The good folks over at Think Progress recently put out a very revealing article.

In 2012 drug offenses accounted for the majority of total arrests. 82% of the 1.55 million drug arrests were for simple possession and 42.4% were for marijuana possession. That means that 654,100 people have had their lives inexorably changed for having a small amount of cannabis. Take a kid with a dime bag and slap a conviction on him and you sort of push him down the fork in the road that leads to lesser opportunities and diminished potential.

Title: Marijuana Possession Arrests Outpace Violent Crime Arrests, infographic, Source: http://thinkprogress.org/wp-content/uploads/2013/09/marijuanaarrests-555x407.jpg

Another issue is the considerable waste of human capital and resources that annually get sunk into pursuing non-violent cannabis offences. In the last decade alone, the NYPD poured over one million hours into marijuana arrests.
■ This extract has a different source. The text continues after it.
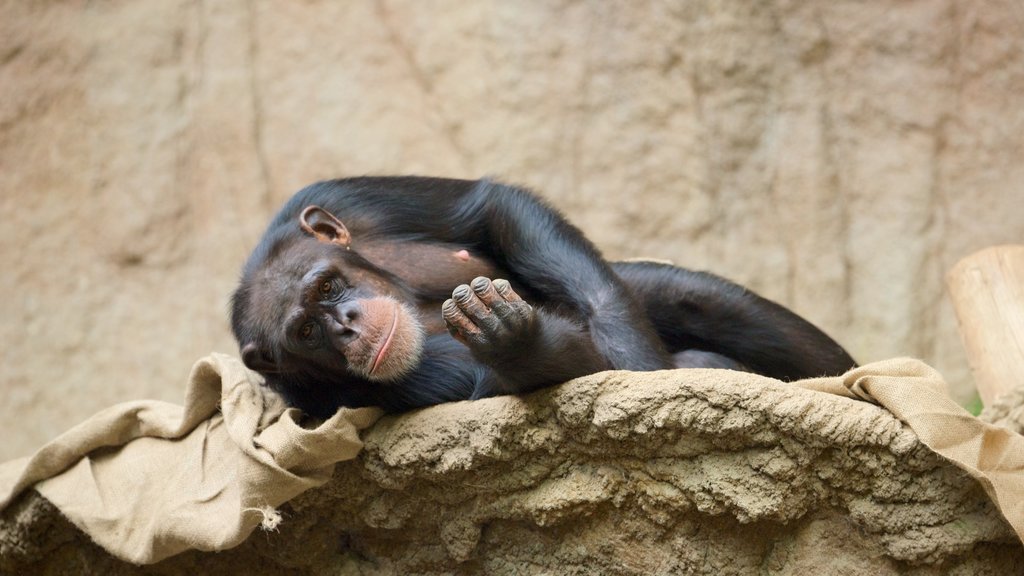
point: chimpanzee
(408, 291)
Couple that with the costs of incarceration and judicial processing and the pursuit of cannabis criminals quickly becomes an unbearable burden.

I can’t speak for everyone, but I would actually prefer that my police department spent my tax dollars combating violent crime. Marijuana possession arrests currently outpace violent-crime arrests. In 2011 there were just over 660,000 marijuana arrests compared to about 530,000 violent crime arrests. The simple act of legalizing or even decriminalizing/rescheduling cannabis  (so far a roaring success in Washington and Colorado) could not only keep over half a million people out of the justice system, but free up the resources and bodies to help reduce violent crime. A child could compare violent criminals to potheads and easily see which necessitated law enforcement.

These directives and mandatory arrest quotas come down from the higher-ups. Faced with meeting metrics and the constant need to justify a budget, drug arrests are a fairly straightforward and an easy route to presentable success. From the thinkprogress.org article:

“In New York, for example, the aggressive NYPD stop-and-frisk program has been touted as a way to net illegal guns. But among the small fraction of stopped New Yorkers who are arrested for anything at all, marijuana is the number one offense. This is so even though marijuana possession is decriminalized in New York, except when it is in public view. New York police officers reportedly ask subjects to take marijuana out of their pockets in the course of a frisk, and then arrest them for marijuana in public view.

Police also stand to profit from seizing money and assets they believe are associated with drug crimes. And once arrested, drug defendants face stiff mandatory minimum sentences, unless they take a plea deal, or barter with law enforcement by serving as a snitch or ensnaring other drug defendants. As a consequence, drug offenders fill our jails at enormous taxpayer expense.”

Seems like some of our law makers need another common-sense suppository.